Damasco è stata colpita ieri da un attentato che ha visto coinvolti due ordigni esplosivi, causando 18 feriti tra cui il viceministro del Turismo e membri delle forze di sicurezza. L'attacco, avvenuto in prossimità del Four Seasons Hotel e del palazzo presidenziale, evidenzia la fragilità della Siria e solleva interrogativi sulla sicurezza durante la visita del presidente Emmanuel Macron.
Le esplosioni, scatenate da ordigni artigianali di tipo IED (Improvised Explosive Device), hanno colpito aree strategiche della capitale. La prima detonazione è avvenuta in un cestino dell'immondizia, mentre la seconda ha avuto luogo all'interno di un minibus parcheggiato a bordo della strada. L’uso di una tecnica di doppia esplosione suggerisce un intento deliberato di massimizzare il numero di vittime e creare un clima di terrore.

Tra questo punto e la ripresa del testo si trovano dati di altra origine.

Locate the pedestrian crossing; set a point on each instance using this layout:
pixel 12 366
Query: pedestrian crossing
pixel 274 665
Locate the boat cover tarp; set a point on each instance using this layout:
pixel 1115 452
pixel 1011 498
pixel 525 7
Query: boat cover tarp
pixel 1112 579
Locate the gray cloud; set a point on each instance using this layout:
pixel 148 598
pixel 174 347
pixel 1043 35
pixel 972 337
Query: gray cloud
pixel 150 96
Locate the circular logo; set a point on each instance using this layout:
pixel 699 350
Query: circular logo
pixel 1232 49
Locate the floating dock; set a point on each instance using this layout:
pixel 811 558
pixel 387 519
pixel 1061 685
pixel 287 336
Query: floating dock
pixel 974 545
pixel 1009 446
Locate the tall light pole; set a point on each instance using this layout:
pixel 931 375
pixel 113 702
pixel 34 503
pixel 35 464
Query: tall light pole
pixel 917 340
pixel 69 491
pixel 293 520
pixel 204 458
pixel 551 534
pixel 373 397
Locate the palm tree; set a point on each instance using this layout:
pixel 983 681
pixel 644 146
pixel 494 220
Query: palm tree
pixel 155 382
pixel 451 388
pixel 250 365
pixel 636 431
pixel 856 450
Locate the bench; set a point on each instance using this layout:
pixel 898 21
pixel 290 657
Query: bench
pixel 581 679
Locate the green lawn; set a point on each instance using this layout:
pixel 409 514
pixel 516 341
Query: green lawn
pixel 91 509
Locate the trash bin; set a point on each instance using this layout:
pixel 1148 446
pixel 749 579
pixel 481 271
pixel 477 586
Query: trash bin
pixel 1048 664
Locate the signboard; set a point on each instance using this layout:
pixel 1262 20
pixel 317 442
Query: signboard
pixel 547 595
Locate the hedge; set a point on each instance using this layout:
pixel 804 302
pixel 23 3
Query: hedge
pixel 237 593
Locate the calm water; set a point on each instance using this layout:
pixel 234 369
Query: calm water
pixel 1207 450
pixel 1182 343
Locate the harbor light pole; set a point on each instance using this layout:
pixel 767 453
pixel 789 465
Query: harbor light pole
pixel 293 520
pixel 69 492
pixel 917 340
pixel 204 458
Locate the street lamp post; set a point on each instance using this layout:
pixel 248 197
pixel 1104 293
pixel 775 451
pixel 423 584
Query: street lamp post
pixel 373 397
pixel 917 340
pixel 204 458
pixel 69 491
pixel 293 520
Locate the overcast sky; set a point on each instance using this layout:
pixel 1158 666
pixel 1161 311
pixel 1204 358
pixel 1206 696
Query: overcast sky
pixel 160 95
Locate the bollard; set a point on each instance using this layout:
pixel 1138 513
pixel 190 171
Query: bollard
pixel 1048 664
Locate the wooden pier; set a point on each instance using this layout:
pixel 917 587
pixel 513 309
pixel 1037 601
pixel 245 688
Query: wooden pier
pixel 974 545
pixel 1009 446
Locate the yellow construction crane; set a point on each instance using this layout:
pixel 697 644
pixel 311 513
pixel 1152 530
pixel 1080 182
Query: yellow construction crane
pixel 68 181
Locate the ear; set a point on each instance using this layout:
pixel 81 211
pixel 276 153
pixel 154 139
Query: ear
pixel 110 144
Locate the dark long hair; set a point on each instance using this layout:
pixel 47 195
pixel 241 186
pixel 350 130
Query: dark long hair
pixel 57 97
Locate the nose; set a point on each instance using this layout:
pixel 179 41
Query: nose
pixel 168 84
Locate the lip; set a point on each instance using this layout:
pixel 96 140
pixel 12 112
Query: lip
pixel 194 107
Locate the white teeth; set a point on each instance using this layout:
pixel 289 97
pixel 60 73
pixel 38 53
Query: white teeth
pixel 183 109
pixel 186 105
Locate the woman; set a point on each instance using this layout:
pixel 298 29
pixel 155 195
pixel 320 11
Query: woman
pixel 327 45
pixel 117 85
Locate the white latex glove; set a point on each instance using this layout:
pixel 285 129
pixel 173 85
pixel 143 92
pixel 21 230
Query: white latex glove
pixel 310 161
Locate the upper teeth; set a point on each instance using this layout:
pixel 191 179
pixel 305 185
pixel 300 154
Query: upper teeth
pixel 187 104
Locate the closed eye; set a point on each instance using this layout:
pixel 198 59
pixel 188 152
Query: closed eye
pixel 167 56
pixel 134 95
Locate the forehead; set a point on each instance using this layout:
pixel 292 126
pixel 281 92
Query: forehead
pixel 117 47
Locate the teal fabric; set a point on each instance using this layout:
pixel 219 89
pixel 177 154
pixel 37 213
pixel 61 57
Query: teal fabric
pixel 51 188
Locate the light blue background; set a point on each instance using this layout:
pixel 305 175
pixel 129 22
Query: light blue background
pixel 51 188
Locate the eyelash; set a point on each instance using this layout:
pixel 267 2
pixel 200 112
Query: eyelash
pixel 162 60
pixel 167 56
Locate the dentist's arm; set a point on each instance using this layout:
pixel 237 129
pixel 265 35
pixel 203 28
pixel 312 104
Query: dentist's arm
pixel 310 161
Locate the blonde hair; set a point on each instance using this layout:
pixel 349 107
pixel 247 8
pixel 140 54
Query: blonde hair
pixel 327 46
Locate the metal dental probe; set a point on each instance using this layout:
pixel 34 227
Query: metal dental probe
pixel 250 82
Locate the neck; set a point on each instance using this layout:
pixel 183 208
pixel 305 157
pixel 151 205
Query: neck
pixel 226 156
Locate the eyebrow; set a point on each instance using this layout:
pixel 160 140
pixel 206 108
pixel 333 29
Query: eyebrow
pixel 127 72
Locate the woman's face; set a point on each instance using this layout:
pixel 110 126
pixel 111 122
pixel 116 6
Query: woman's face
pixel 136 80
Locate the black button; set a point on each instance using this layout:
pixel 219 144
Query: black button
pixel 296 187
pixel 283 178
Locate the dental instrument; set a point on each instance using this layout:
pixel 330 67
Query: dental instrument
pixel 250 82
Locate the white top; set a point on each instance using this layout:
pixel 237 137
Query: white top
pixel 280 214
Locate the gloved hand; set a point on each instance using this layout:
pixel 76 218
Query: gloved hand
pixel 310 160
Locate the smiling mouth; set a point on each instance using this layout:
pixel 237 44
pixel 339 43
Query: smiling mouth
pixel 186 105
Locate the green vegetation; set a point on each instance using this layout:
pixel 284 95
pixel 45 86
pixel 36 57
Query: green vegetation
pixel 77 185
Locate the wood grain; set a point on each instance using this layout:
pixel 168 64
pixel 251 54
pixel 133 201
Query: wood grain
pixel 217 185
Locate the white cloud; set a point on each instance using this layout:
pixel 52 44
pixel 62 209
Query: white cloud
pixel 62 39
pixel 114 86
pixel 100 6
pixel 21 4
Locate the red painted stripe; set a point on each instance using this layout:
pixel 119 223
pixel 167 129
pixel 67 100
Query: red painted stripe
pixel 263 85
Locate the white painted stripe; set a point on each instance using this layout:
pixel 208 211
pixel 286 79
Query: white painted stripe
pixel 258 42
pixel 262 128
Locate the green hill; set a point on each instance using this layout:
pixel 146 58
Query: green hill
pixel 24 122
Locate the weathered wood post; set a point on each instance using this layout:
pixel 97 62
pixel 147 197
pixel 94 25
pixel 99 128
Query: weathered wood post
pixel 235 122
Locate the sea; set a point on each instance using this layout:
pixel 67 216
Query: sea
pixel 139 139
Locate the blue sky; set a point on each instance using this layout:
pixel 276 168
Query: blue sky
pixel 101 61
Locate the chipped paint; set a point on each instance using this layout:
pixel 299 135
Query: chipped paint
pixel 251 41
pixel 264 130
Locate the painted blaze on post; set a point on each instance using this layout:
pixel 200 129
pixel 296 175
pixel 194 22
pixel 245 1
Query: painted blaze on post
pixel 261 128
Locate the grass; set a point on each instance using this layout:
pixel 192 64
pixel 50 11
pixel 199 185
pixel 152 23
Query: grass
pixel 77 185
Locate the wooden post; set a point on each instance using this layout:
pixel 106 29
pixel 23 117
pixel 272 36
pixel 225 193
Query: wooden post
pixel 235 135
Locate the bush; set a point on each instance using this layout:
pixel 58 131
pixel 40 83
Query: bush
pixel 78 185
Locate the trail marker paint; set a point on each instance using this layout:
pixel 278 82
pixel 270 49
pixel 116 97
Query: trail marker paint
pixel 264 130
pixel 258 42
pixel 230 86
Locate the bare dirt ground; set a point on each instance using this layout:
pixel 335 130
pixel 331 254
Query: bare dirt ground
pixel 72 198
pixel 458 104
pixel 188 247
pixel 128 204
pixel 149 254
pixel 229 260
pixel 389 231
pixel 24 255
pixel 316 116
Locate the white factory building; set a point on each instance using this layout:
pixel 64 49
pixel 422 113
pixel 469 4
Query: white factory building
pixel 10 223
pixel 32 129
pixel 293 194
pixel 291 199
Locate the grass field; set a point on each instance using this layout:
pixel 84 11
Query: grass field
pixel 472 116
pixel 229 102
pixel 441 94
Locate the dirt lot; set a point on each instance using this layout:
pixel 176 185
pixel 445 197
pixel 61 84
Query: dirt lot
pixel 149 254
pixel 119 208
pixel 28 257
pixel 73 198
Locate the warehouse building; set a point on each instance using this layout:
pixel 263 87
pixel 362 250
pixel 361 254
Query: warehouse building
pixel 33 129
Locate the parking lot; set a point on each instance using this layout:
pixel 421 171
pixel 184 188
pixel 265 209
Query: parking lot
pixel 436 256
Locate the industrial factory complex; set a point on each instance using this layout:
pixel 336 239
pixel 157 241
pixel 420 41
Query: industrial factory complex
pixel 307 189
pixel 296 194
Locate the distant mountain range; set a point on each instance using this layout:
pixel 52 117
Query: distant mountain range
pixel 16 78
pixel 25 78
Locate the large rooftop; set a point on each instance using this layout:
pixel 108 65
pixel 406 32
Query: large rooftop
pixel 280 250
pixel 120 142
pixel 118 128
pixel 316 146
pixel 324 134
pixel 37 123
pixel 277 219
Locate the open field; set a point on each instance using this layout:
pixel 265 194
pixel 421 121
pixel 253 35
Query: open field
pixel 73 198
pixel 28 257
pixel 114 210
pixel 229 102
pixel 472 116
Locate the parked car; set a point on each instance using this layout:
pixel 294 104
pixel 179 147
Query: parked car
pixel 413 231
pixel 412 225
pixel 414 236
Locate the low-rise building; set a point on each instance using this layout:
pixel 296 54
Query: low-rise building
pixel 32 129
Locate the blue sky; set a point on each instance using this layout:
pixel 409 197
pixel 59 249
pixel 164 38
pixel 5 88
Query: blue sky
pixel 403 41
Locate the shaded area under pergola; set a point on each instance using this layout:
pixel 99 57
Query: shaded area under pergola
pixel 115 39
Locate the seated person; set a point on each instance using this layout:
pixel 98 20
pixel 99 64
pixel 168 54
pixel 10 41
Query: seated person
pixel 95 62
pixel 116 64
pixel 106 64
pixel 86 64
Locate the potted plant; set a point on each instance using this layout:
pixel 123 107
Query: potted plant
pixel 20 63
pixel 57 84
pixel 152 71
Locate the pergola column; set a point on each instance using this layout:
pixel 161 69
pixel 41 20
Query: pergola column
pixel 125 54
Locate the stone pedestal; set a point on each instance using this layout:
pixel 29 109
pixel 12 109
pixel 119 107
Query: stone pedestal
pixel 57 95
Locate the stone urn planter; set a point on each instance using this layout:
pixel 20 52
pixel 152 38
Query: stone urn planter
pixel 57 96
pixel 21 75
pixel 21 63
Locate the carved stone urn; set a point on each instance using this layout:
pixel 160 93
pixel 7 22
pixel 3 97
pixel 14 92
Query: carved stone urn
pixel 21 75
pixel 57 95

Secondo le informazioni raccolte dal ministero dell’Interno, gli ordigni utilizzati sono stati fabbricati da gruppi filo-Assad, probabilmente legati a Hezbollah o all'ISIS. La situazione precaria, aggravata da bassali salari tra i funzionari della sicurezza e dalla corruzione endemica, ha contribuito alla vulnerabilità del paese. L’intento dell’attentato sembra essere quello di minare la credibilità delle nuove autorità di Damasco e segnalare la persistenza delle minacce.
Nonostante l'attacco, la visita di Macron è proseguita come da programma, culminata nella firma di diversi accordi economici simbolici, tra cui il rilascio di beni sequestrati a Rifaat al Assad, lo zio del presidente Bashar al-Assad. Il capo dell’Eliseo ha espresso solidarietà ai siriani e ad al Sharaa, sottolineando l'importanza della resilienza e della diversità del paese. Tuttavia, il fallimento dei dispositivi di sicurezza durante la visita ha sollevato preoccupazioni sulla capacità delle autorità di garantire la sicurezza dei propri rappresentanti.